Yeah, all that would make sense for something called the National Organization for Marriage. Instead they exist solely for the purpose of keeping gay people from getting married. They're currently all in a tiff about the California state supreme court's ruling on Thursday that overturned the state's ban on homosexual marriage. This is it for California - the U.S. Supreme Court has no say over state laws on this issue, so barring a state constitutional amendment, gay marriage is in California to stay. Boy are the conservative groups upset. Obviously, of course, if gay folks can get married, the government will soon afterwards invalidate all heterosexual marriages and then pair us all with randomly matched same-sex partners. One in five of us will instead be paired with a random zoo animal.
No, wait, that's not right...
Oh, oh, now I remember! If gays folks can get married it doesn't affect the rest of us for squat. I've been reading NOM's website all morning, and I've read all three variants of their arguments against gay marriage (The NOM is multilingual- they speak Protestant, Catholic, and Jewish!), and I've yet to really see any justification for their position other than "we're uncomfortable with it on religious grounds", which is a legitimate feeling but not necessarily the best way to set national policy. Their answer to the question "Will same-sex marriage hurt your marriage" is as follows:
Same-sex marriage advocates want to force everyone to dramatically and permanently alter our definition of marriage and family. The great, historic cross-cultural understanding of marriage as the union of husband and wife will be called bigotry in the public square. The law will teach your children and grandchildren that there is nothing special about mothers and fathers raising children together, and anyone who thinks otherwise is a bigot.

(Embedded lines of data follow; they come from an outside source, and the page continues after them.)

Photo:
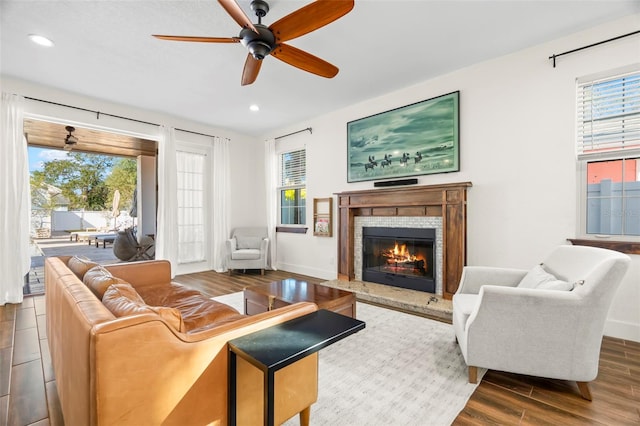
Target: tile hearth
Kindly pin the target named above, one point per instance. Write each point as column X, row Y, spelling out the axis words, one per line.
column 418, row 302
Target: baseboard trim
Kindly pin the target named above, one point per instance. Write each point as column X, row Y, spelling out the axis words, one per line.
column 622, row 330
column 312, row 272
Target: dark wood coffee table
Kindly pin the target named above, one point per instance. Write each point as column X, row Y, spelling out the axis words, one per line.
column 266, row 297
column 304, row 336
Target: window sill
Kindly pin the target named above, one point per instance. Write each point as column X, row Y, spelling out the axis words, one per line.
column 627, row 247
column 292, row 229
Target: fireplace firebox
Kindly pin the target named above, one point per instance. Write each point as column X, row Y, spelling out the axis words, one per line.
column 400, row 257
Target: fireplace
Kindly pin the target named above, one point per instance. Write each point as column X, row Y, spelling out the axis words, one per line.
column 400, row 257
column 447, row 202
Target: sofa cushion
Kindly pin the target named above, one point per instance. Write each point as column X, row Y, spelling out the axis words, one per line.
column 198, row 311
column 246, row 254
column 98, row 279
column 79, row 265
column 248, row 242
column 122, row 300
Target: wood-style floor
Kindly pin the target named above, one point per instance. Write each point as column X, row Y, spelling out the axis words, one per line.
column 28, row 394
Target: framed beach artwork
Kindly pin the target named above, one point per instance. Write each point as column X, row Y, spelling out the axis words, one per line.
column 417, row 139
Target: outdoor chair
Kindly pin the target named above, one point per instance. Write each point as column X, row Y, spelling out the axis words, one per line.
column 127, row 248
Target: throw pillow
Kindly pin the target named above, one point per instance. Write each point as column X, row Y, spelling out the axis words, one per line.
column 535, row 277
column 123, row 300
column 556, row 285
column 79, row 265
column 248, row 242
column 98, row 279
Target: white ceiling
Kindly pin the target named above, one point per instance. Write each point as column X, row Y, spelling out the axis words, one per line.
column 104, row 49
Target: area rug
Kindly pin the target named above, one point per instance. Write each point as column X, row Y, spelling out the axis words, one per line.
column 401, row 369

Now, let's look at this. They're afraid that the government will make them think nice things about married homosexuals. That's a pretty pallid argument, not to mention the fact that they're already successfully resisting the aggregate weight of the entirety of modernity on other social issues, so what's a little government compared to that? Maybe if this statement were about something that the light of modernity has already shone brightly upon it would help us think about this more clearly:
Anti-slavery advocates want to force everyone to dramatically and permanently alter our definition of what constitutes a human being. The great, historic cross-cultural understanding of humanity as consisting only of the European races will be called bigotry in the public square. The law will teach your children and grandchildren that there is nothing special about people of European ancestry raising children together, and anyone who thinks otherwise is a bigot.
I'm aware that that comparison is a bit of hyperbole, but there's often something to be learned from exaggeration. The fact of the matter is that civil rights for minorities are very often opposed by the majority. Societal inertia in favor of a particular situation does not necessarily make the situation an equitable one. This is an issue of people have a rabid ideological opposition to something that won't effect them in the least.

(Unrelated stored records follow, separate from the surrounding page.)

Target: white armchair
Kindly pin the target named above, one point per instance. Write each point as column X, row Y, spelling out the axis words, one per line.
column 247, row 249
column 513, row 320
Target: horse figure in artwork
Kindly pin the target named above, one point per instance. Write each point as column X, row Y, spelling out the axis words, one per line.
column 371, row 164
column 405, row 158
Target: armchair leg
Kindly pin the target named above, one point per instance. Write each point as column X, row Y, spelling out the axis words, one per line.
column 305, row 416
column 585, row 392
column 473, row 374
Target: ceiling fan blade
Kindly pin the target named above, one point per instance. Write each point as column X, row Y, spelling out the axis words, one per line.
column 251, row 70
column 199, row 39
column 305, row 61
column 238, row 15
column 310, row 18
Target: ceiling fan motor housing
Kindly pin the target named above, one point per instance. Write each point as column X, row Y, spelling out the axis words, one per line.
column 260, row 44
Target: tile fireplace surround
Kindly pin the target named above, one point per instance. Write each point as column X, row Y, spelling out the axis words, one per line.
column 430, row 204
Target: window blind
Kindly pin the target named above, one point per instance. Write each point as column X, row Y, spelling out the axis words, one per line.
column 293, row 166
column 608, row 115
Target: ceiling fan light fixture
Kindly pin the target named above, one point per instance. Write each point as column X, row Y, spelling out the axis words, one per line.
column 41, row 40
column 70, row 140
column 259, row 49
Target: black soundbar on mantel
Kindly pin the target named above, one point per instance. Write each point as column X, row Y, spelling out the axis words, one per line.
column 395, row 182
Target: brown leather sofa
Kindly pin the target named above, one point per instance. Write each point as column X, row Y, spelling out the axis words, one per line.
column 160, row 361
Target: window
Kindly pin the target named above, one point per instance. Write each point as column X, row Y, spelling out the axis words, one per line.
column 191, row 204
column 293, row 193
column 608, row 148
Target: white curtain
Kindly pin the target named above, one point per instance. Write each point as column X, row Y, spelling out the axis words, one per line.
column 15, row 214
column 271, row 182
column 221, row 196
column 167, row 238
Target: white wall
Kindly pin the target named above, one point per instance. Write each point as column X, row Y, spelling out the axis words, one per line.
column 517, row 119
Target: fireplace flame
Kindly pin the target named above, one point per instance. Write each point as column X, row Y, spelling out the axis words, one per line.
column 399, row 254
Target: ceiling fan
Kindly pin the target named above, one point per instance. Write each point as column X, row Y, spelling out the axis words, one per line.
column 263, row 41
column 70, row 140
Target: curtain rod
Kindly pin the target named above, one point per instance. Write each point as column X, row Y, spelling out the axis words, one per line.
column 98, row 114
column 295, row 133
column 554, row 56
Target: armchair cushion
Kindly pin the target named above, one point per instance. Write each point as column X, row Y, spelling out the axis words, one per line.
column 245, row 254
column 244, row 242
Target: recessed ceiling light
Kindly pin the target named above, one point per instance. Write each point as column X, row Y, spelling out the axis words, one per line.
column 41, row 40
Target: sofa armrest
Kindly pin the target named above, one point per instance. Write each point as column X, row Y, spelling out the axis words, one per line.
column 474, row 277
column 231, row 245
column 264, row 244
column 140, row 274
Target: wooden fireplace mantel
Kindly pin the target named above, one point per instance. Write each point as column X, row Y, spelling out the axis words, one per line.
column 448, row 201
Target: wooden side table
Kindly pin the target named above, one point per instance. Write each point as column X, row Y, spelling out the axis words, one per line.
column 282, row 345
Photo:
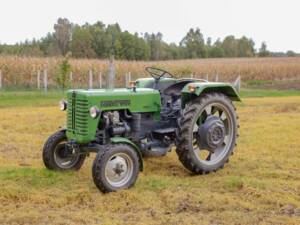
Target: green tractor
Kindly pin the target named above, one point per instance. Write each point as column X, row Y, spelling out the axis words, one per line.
column 147, row 119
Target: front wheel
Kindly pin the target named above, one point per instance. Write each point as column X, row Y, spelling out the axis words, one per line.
column 57, row 156
column 115, row 168
column 207, row 133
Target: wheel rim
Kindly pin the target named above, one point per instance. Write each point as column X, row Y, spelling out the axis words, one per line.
column 219, row 112
column 119, row 170
column 65, row 158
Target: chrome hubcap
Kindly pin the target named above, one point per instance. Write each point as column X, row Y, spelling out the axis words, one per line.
column 119, row 169
column 64, row 157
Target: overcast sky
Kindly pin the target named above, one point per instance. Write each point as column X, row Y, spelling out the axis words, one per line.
column 275, row 21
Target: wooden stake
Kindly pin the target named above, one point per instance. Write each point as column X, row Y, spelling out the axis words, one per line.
column 0, row 79
column 45, row 80
column 100, row 79
column 217, row 78
column 39, row 79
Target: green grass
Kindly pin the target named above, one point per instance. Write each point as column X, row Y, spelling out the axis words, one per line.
column 29, row 98
column 246, row 93
column 51, row 98
column 34, row 177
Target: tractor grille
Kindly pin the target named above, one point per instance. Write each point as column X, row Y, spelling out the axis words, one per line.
column 77, row 116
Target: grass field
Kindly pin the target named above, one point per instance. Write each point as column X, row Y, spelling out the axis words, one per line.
column 22, row 71
column 260, row 185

Now, I don't care if churches don't want to perform homosexual marriages. No one is saying that they have to, and it would be an abhorrent breach of the the First Amendment for the government to legislate religious practices that way anyway. However, if a homosexual couple wants to be married by either a liberal church or by an agent of the state, I can see no legitimate reason to oppose that. What adults do with other willing adults is a matter of their own consciences about which the state should have no say.
*Ironically, the divorce rates sits somewhat higher among self-described "born-again" Christians, Baptists in particular, and is the lowest nationally among self-described atheists/agnostics and Catholics.